A majority of developing countries are critical of Mr. Bush’s initiative as additional discrimination in the world nuclear order.

 

Category (1) and (2) are identical, except for Japan.  Under the NPT, Japan is not a nuclear-weapon state, but international suspicions of Japan’s possible nuclear armament are expected to mount abroad, as a result of this new categorization.
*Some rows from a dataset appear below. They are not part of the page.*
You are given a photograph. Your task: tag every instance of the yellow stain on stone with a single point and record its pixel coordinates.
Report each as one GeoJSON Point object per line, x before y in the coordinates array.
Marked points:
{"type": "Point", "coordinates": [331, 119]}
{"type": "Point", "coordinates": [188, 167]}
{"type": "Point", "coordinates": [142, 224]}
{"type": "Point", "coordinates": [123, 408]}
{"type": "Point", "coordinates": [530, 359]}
Accumulation of unused plutonium at home is likely to add fuel to such suspicions. 

 

CONCLUSIONS

The Japanese Government has launched an international initiative based on 3S-based nuclear infrastructure; namely, safeguard, safety and security.  Safeguard is an IAEA inspection scheme for nuclear non-proliferation, while security in this jargon means measures against nuclear terrorism and physical protection from radioactive materials.  The 3S principle was endorsed in a final declaration by the G8 Summit in Toya-ko, Hokkaido, in July 2008.

 

Within the framework of this initiative, Japan, in cooperation with the IAEA, is prepared to activate its training program for nuclear engineers in Asia, by organizing seminars, workshops and other forms of information exchanges.  What is needed in this undertaking is the spirit of equality and humbleness to learn from each other and strive for mutual benefits.

          

SOLAR AND WIND POWER AS ALTERNATIVE ENERGY

Although the subject of this presentation is nuclear power, I wish to take this opportunity to discuss solar and wind power as new and renewable energy sources just briefly, as many of you might be interested.

 

As you see in the power point projection chart, new and renewable energy sources are still marginal or even non-existent in the world’s major economic powers.

 

As for solar energy, Japanese manufacturers, such as Sharp, San-yo and Kyocera, until recently, had accounted for more than half of the world’s entire production of photovoltaic panels for electricity.

 

Japan, therefore, had been enjoying the top share in solar power generation.  The top rank was taken over by Germany in 2005.  China, now keen to manufacture lower-priced silicone panels, is expected to become top-runner in the near future.

 

At present, two out of 10 households living in independent houses in Japan are equipped with small-size photovoltaic panels, generating a total of one thousand megawatts of electricity a year.  This accounts for nearly 10 units of thermal power plants of average size.

 

As for wind power, Germany, under a strong influence of the Green Party in coalition with Chancellor Angela Merkel of the CDU, also takes the lead in wind power generation, with an annual output of more than 20-thousand megawatts, followed by Spain, the United Sates and Denmark.  The European Union plans to meet 12 percent of primary energy needs and 21 percent of electricity demand by the year 2010.

 

More than 15 percent of electricity in Denmark comes from wind mills, which are suitable for hilly regions facing the oceans.  High potentialilty exists in China, Korea and Vietnam.

 

These two new and renewable energy sources, benign to environment without emitting carbon dioxide or radioactive wastes, sound attractive with a clean and clear image.  However, neither of them is capable of producing large-scale power for industrial use on a constant and stable basis.  No power is produced while it is cloudy or during the night, or while there are no winds.  In addition, they are not viable economically.  Electricity generating costs are several times higher than nuclear and fossil fuel ones.

 

Therefore, both solar and wind power is likely to remain auxiliary and subsidiary energy sources, unless any technological breakthrough should come out.